En ese frente, el coronel situó la campaña contra Hezbolá en una lógica de desgaste y supervivencia, y vinculó la maniobra terrestre hasta el Litani con las lecciones extraídas del 7 de octubre.
“Ellos luchan en una batalla de supervivencia, desde su punto de vista la Fuerza Aérea opera contra él con fuerza, él recibe golpes, nosotros profundizaremos el daño contra él, continuaremos defendiendo lo mejor que podamos. Aprendimos del 7 de octubre. El ejército entró hasta el Litani para servir como barrera entre Hezbolá y los civiles. Estoy con esto a pleno, estamos en enfoque total en este ámbito”.
El ritmo operativo, añadió, llevó a la Fuerza Aérea a encadenar salidas de máxima distancia en una misma jornada y a sostener varias misiones diarias de algunas plataformas sobre Irán. En la base, dijo, los equipos trabajan con descanso mínimo, refuerzos de reservistas y turnos para no comprometer el mantenimiento ni la seguridad de los vuelos.

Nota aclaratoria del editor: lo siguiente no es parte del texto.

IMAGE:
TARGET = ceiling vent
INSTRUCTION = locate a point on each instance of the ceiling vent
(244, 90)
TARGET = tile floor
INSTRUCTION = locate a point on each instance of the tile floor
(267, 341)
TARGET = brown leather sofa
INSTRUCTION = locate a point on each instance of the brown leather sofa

“El evento es intenso y exigente, no solo en la Fuerza Aérea y no solo en mi base. La gente aguanta gracias al espíritu y porque saben que están defendiendo la retaguardia, y aguantan también con muy pocas horas de sueño. En los primeros días estuvimos al límite, la gente necesita dormir, un técnico que firma un avión y es responsable de vidas humanas debe dormir. Hacemos turnos, trajimos órdenes 8. Volé en el sistema Barak, como toda unidad combatiente, la gente llegó con pulsera de sala de partos, dejaron todo de lado por un mes, y no solo tripulaciones aéreas”.
Al evocar la guerra “Rugido del León”, el comandante la incorporó a la historia operativa de la Fuerza Aérea y comparó su arranque con la operación “Moked”. Dijo que la apertura incluyó más de 200 aviones de combate, que se dejó una fuerza mínima para la defensa del país y que el 98 % de los aparatos salió hacia Irán, incluso bajo alerta de “color rojo”, con la instrucción de no interrumpir el armado de bombas ni la preparación de las aeronaves.
“Siempre miramos con humildad la historia y el legado de la Fuerza Aérea, la operación ‘Moked’ fue un éxito militar loco, no se puede minimizar. En mi pequeña parte. Más de 200 aviones de combate en la formación inicial. Siempre tenemos aviones que se quedan para defender el Estado de Israel. El comandante de la Fuerza Aérea realizó una maniobra especialmente valiente, dejamos una fuerza mínima, pero el 98 % de los aviones de combate salieron hacia Irán. Sabíamos lo que estaba en juego. Si la operación Moked no hubiera tenido éxito, al final lo logramos, esa formación fue un éxito loco. Había una directiva de que incluso si había ‘color rojo’ no se podía detener, porque hay que llevar bombas al punto de armamento, porque cada momento puede haber más impactos en la retaguardia. La gente entendió que atacamos para defender, esto me encontró en la torre de control, en los escuadrones, en todos esos lugares estamos expuestos. Les dije a los soldados que no nos detenemos incluso si estamos transportando bombas para armar aviones. Se ponen casco y ejecutan la misión, cada momento de demora es más fuego contra la casa, contra la retaguardia”, afirma el coronel A.